Hi, I'm currently doing a WES pipeline to identify variants in human sequences, currently using (in order of use):
Read QC and trimming: fastq
Alignment: bwa index, bwa mem, samtools view, samtools sort, and samtools index.
Remove PCR duplicates: picard markduplicates?
When it comes to removing PCR duplicates, I have seen that picard's markduplicate works to identify any duplicates.
java -jar MarkDuplicates.jar I=PE_samtoolssorted.bam
O=markedduplicates.bam M=markedduplicatesmetrics.txt
However when it comes to removing the PCR duplicates that are found online that just adding REMOVE_DUPLICATES=true removes them?

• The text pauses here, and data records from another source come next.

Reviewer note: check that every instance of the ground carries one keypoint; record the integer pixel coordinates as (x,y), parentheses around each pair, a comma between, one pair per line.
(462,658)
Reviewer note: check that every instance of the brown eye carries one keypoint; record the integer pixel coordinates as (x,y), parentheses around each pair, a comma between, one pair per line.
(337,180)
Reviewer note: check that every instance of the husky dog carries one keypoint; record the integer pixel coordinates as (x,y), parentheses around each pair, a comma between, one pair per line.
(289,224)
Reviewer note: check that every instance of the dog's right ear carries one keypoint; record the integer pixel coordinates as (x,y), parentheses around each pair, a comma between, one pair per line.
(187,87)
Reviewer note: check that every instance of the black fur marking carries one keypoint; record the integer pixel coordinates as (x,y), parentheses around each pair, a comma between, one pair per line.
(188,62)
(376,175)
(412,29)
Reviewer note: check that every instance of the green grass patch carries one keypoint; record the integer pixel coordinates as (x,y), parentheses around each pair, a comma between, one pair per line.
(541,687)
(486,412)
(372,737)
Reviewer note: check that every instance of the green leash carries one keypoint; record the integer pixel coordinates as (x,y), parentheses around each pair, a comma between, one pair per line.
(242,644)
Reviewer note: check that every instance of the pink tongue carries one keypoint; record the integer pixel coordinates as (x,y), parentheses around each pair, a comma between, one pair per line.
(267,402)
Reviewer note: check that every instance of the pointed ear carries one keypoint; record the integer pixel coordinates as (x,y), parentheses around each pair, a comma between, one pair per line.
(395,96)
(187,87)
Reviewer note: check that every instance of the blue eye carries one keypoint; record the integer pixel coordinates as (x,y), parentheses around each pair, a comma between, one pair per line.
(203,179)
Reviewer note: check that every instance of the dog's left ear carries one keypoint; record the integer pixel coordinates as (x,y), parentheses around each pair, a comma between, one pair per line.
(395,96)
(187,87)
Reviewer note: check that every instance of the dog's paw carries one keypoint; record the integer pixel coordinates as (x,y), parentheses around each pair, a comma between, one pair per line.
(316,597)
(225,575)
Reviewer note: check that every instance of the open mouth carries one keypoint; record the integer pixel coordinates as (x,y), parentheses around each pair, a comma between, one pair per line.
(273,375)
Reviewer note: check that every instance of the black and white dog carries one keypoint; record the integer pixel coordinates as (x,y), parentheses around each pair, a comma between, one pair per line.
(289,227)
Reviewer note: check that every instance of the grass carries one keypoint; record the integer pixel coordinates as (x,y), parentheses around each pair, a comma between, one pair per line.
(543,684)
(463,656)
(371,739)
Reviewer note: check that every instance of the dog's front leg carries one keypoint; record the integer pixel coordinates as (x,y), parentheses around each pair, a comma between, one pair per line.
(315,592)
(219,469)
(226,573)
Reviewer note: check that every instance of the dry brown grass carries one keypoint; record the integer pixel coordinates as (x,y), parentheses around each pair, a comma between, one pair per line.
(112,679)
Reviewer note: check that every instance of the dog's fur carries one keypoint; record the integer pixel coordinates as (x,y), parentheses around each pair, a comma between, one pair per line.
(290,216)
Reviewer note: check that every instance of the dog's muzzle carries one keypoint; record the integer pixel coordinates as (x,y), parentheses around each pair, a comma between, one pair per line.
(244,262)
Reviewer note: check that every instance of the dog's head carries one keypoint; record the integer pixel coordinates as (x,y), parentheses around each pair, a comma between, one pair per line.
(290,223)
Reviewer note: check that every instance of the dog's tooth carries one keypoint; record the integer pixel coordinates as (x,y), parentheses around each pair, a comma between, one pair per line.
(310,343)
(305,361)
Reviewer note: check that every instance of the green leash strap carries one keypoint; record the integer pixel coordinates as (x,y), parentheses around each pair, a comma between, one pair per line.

java -jar MarkDuplicates.jar I=PE_samtoolssorted.bam O=removedduplicates.bam M=markedduplicatesmetrics.txt
REMOVE_DUPLICATES=true
The output of this will be a sorted bam file with the removed PCR duplicates?
Would the input for a variant caller like deepvariant, which requires a sorted bam file be this removedduplicates.bam file?
and if so, would it be this removedduplicatessorted.bam file that needs indexing for input into deepvariant rather than the original PE_samtoolssorted.bam?
Thanks! Sorry if confusing. Amy
According to the documentation, yes,
REMOVE_DUPLICATES=true
should output an alignment file in which the duplicate reads have been removed. You will then likely need to sort the output and index the sorted file. The sorted file (which doesn't have any duplicate reads) would then be used for further downstream analyses (assuming that that is the appropriate input file for the steps you want to perform).